Without knowing the specs of your files nobody can tell you anything. There is no such thing as "standard" with TIFF. There are over 200 sub-formats that support different compression methods, color spaces, byte-ordering, bit-depth, tiled/ progressive loading, multi-res etc.. You may just use the wrong one and a conversion may indeed be required.
Personally I would first decide what resolution you need for your project. Each image should be at or close to 100% scale at some point in the project. I have seen so many people complaining about problems with their projects taking a long time to render and not looking good when they are rendered. The problem is useIngram high-resolution images that have not been properly downsized and prep for video. One recent student of mine was trying to use 50 megapixel still images in a HD (1080) project. Not one of them was ever scaled over about 15%. I suggested to him, an I am suggesting to you, that you use Light Room to batch resize and prepare the images for video snd save them as JPEG 2000. Most were scaled to about 3000 pixels wide. Some were 5500 pixels wide. Not one image was scaled to more than 100% equivalent* in the comp. The end result looked better by far and could easily be handled and rendered in After Effects.

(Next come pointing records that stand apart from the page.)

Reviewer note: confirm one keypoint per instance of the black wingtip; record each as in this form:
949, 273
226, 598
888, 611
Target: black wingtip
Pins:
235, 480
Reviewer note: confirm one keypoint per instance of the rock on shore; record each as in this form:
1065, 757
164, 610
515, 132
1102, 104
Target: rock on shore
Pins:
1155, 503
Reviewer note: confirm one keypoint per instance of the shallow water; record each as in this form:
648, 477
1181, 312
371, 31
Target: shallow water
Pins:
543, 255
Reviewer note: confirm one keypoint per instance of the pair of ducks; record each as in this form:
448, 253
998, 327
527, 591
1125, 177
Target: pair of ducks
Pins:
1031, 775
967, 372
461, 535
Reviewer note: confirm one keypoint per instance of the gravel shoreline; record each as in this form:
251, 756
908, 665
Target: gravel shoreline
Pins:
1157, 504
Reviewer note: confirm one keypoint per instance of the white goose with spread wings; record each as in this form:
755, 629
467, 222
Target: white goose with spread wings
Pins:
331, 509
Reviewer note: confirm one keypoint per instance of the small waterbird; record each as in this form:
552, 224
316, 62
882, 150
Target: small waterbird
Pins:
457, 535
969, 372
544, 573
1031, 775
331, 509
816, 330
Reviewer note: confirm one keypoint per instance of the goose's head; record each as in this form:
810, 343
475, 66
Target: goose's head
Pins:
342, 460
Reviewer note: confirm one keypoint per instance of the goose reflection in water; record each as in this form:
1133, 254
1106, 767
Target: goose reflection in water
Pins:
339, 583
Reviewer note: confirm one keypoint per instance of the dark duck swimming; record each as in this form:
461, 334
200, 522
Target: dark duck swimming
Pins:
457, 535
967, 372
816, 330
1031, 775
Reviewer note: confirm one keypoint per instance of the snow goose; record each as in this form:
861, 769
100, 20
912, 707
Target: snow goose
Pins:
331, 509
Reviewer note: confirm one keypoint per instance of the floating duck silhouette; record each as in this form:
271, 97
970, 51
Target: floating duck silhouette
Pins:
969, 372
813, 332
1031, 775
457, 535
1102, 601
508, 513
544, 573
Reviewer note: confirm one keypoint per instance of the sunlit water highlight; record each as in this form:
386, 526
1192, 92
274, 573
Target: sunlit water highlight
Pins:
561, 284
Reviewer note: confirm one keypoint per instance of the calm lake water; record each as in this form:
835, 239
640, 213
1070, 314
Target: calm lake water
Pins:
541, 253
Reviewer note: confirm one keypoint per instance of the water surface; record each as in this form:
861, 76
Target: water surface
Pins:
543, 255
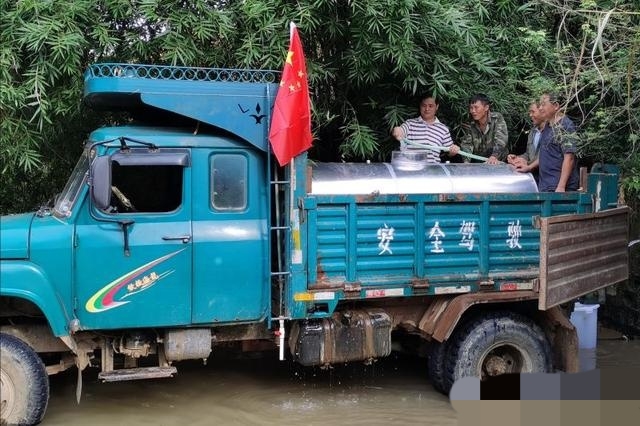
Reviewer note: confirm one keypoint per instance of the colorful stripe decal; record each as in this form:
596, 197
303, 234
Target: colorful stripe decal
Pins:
104, 299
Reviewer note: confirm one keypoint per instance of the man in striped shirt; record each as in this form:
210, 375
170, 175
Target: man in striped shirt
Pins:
425, 130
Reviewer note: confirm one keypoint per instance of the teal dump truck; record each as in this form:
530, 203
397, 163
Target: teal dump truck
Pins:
178, 235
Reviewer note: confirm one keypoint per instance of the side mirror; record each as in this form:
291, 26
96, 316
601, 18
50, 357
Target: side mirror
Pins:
101, 182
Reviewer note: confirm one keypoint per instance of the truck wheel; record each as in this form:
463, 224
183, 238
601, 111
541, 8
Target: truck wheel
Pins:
497, 343
436, 365
24, 383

* 100% equivalent on a 3D layer means that it is never closer to the camera's zoom value with the layer scale set to 100%.
You can scale way up if the layer is moving and has motion blur turned on. Other than that, at some point in the program when the image is in the "hero" position the layer effective scale should be near or at 100%. This also goes for vector art. The scale is not necessarily a problem with Illustrator art because you can always turn on continuously rasrerize, but the layers are just a lot easier to work with.